Menjelang Pemilu 2024, potensi terjadinya konflik dan polarisasi masyarakat semakin tinggi. Terlebih karena seluruh pelaksanaan pemilu dilakukan secara serentak, maka wacana akan keamanan saat pemilu menjadi urgensi tersendiri. Potensi kerawanan konflik ini pun ditelaah oleh tiga mahasiswa UGM dengan melakukan jajak pendapat dari masyarakat.
“Semua lapisan masyarakat pastinya akan merasakan hal yang sangat berbeda dari masa pemilu sebelumnya. Kemeriahan dari tahun politik ini pastinya tidak akan bisa terlepas dari konflik yang otomatis timbul karena fanatisme terhadap sebuah pihak. Potensi adanya konflik yang terjadi tidak bisa dipandang secara sebelah mata,” ucap Sherlly Rossa, mahasiswa Departemen Politik dan Pemerintahan yang merupakan salah satu peneliti, Selasa (10/10). Menurut Data Badan Pengawasan Pemilihan Umum (Bawaslu) RI, Indeks Kerawanan Pemilu (IKP) pada tahun 2024 mendatang menyebutkan Yogyakarta menempati posisi kedua yang memiliki kerawanan tertinggi, yaitu dengan indeks 63.67%.

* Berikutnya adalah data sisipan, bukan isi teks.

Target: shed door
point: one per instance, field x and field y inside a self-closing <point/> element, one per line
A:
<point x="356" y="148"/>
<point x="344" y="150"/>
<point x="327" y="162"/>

Tim penelitian terdiri dari lima mahasiswa yang tergabung dalam Program Kreativitas Mahasiswa Riset Sosial Humaniora (PKM-RSH). Kelimanya adalah Sherlly Rossa (DPP, Fisipol), Muhammad Sidiq Efendi (Sosiologi, Fisipol), Lenny Aurelia Amilia (Sosiologi, Fisipol), Muhammad Ali Syahadah (Pembangunan Wilayah, Fakultas Geografi); dan Stefanus Ega Panji Panuntun (Ilmu Komunikasi, Fisipol). Tim ini dibimbing langsung oleh Dosen Sosiologi, Fisipol UGM, Andreas Budi Widyanta, S.Sos. M.A.
“Topik ini sengaja kami pilih, karena sebentar lagi akan ada momentum Pemilu 2024. Dan kami ingin melihat potensi kerawanan konflik yang terjadi. Mengingat dalam pemilu sebelumnya, konflik juga masih sering terjadi, utamanya karena fanatisme satu pihak dengan yang lainnya,” tambah Sherlly.
Hasil penelitian mengungkapkan, terdapat indikasi pemicu konflik yang berasal dari organisasi di bawah partai politik. “Awalnya kami menduga konflik ini dipicu oleh adanya perbedaan ideologi antar dua kubu, tetapi temuan di lapangan menunjukkan adanya praktik politik ekonomi formal dan informal,” ungkap Sherlly. Penemuan ini mengacu adanya kecenderungan organisasi untuk membuat masyarakat turun ke jalan, berkampanye, dan memperlihatkan fanatisme terhadap kelompok tertentu. Adapun faktor yang paling kuat dilatarbelakangi oleh faktor historis, ekonomi, dan personal.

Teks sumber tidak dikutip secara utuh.